Le tribunal de première instance de Bruxelles a donné raison à l'ASBL Caisse de pensions de la Chambre dans le litige qui l'opposait à 32 anciens députés. Ceux-ci demandaient le rétablissement d'un régime de pension majoré leur permettant de percevoir jusqu'à 9.950 euros brut par mois, soit 120 % du plafond Wijninckx.
Ce plafond, fixé à 8.291,60 euros brut par mois pour 2026, s'applique aux travailleurs salariés, aux fonctionnaires et aux indépendants. Les anciens parlementaires et ministres bénéficiaient toutefois d'une dérogation leur permettant de dépasser cette limite.
Selon les chiffres avancés lors de la suppression de ce dispositif, celle-ci représente une économie annuelle de 2,8 millions d'euros pour les finances publiques.
Le parti d'extrême gauche PTB s'est félicité du jugement.
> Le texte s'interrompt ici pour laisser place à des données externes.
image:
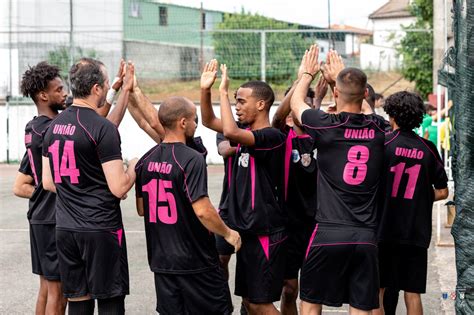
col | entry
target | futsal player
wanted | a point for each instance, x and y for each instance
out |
(341, 263)
(256, 207)
(172, 195)
(82, 163)
(43, 84)
(414, 179)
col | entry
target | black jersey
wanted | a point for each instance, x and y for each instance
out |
(77, 142)
(256, 186)
(412, 167)
(170, 177)
(300, 178)
(350, 162)
(42, 203)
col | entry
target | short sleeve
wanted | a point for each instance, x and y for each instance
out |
(25, 166)
(267, 140)
(108, 144)
(195, 178)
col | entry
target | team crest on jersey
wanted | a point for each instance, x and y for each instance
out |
(295, 156)
(306, 159)
(244, 160)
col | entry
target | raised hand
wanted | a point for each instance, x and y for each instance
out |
(310, 61)
(224, 87)
(332, 67)
(209, 74)
(120, 75)
(129, 79)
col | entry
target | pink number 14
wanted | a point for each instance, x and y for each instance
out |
(412, 172)
(165, 216)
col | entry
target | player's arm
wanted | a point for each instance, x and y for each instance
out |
(48, 183)
(440, 194)
(230, 129)
(208, 216)
(120, 181)
(23, 186)
(116, 85)
(225, 149)
(208, 116)
(311, 68)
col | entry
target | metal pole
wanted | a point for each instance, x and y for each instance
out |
(262, 56)
(10, 83)
(71, 33)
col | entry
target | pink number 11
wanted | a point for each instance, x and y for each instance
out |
(412, 172)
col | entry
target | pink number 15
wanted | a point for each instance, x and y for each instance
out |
(165, 216)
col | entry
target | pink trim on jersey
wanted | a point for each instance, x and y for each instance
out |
(288, 149)
(119, 234)
(269, 149)
(252, 179)
(90, 136)
(395, 137)
(311, 241)
(434, 154)
(328, 127)
(229, 171)
(184, 173)
(345, 243)
(265, 242)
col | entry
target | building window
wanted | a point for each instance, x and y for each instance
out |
(203, 21)
(134, 9)
(163, 16)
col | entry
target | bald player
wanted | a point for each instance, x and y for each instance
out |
(340, 263)
(171, 191)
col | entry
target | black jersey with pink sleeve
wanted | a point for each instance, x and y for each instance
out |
(77, 142)
(42, 203)
(413, 167)
(350, 149)
(170, 178)
(256, 204)
(300, 178)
Sa cheffe de groupe à la Chambre, Sofie Merckx, estime qu'il confirme que ce régime dérogatoire ne pouvait être maintenu sur le plan juridique.
Le jugement ne porte toutefois que sur ce mécanisme de superpension. Le PTB en a profité pour relancer un débat plus large sur les régimes de retraite des responsables politiques. Le parti affirme que plusieurs dispositions spécifiques continuent de bénéficier aux ministres et aux parlementaires.
Il cite notamment la possibilité de faire valoir certains droits à pension acquis avant les réformes de 2014 et de 2019 selon des conditions plus favorables que celles applicables au régime général.
Le PTB évoque également le maintien d'une pension de survie en cas de cohabitation légale ainsi que des modalités d'acquisition des droits à pension qu'il juge plus avantageuses pour les élus.
Pour Sofie Merckx, ces différences de traitement devraient être supprimées afin d'aligner complètement le régime des responsables politiques sur celui des autres catégories de travailleurs. Le parti annonce vouloir poursuivre ses initiatives sur ce dossier.